A District man pleaded guilty Monday to second-degree murder charges in a 2007 stabbing, just one day before he was scheduled to face a retrial in the case. The first case was dismissed because an assistant U.S. attorney admitted withholding evidence from defense attorneys.

Joseph Harrington, 31, of Southeast Washington had been charged in the Aug..18, 2007, stabbing death of Charles Smith in a street robbery. Prosecutors had charged Harrington with four counts, including first-degree murder. After Monday’s plea, Harrington faces eight years in prison.

Harrington was scheduled to appear before D.C. Superior Court Judge Frederick H. Weisberg on Tuesday for a second trial.

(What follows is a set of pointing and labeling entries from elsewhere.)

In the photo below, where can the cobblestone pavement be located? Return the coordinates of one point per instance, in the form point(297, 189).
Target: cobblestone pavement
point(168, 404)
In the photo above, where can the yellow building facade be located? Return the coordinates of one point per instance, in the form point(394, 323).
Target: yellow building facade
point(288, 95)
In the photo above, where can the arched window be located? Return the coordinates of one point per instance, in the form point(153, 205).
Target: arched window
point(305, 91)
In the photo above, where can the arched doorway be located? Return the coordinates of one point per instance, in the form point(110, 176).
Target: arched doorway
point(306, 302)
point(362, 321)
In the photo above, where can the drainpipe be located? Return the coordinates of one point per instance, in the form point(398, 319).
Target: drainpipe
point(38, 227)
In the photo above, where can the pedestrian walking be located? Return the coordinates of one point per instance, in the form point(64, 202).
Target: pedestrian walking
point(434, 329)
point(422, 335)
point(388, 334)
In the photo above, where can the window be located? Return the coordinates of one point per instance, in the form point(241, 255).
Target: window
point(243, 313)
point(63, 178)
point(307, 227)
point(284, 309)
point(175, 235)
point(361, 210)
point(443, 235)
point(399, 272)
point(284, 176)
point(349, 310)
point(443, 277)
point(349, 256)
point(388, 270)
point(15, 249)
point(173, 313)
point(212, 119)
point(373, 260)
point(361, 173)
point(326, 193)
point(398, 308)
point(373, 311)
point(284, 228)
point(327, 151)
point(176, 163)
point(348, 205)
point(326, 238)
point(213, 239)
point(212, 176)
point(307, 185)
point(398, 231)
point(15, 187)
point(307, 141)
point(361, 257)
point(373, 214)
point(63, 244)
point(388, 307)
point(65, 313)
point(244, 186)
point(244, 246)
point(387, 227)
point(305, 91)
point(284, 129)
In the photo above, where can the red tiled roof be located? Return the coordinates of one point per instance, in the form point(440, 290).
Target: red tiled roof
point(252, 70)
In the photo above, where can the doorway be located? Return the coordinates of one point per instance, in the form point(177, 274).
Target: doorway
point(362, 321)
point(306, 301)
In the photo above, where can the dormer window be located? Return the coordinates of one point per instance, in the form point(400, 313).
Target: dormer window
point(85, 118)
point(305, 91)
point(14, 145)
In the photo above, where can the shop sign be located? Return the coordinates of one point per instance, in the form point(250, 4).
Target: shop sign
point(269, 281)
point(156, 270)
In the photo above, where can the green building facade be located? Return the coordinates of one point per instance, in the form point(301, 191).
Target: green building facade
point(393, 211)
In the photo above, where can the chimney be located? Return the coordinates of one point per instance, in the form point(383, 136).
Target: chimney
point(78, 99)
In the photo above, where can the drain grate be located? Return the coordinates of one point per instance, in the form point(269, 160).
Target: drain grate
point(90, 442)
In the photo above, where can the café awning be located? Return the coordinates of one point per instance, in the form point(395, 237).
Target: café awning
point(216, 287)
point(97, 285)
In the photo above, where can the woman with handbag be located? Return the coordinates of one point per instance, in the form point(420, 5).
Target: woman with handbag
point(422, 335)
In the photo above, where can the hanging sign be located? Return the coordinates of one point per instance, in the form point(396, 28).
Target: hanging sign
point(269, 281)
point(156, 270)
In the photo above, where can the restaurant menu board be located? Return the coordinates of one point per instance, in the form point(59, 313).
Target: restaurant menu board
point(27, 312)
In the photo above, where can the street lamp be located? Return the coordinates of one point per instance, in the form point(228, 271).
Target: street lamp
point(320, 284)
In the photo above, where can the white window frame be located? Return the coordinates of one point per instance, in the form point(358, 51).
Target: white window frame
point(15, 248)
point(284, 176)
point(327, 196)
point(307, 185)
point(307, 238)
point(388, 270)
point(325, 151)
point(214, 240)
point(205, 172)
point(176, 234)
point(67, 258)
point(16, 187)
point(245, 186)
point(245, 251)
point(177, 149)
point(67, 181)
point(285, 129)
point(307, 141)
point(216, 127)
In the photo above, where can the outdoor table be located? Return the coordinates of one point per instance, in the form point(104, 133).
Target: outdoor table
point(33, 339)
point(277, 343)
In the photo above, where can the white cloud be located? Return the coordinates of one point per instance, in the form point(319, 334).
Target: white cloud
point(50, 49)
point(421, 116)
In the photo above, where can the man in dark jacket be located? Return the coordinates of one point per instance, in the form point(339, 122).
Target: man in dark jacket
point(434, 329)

Last year, during Harrington’s first trial, Weisberg declared a mistrial after the prosecutor on the case admitted that she did not pass along testimony to Harrington’s attorney, Tom Dybdahl of the District’s Public Defender Service.

Prosecutors are required to disclose evidence to defense attorneys before trial, even if that evidence could harm their own case, according to a 1963 rule called the Brady decision, based on the Supreme Court case Brady v. Maryland.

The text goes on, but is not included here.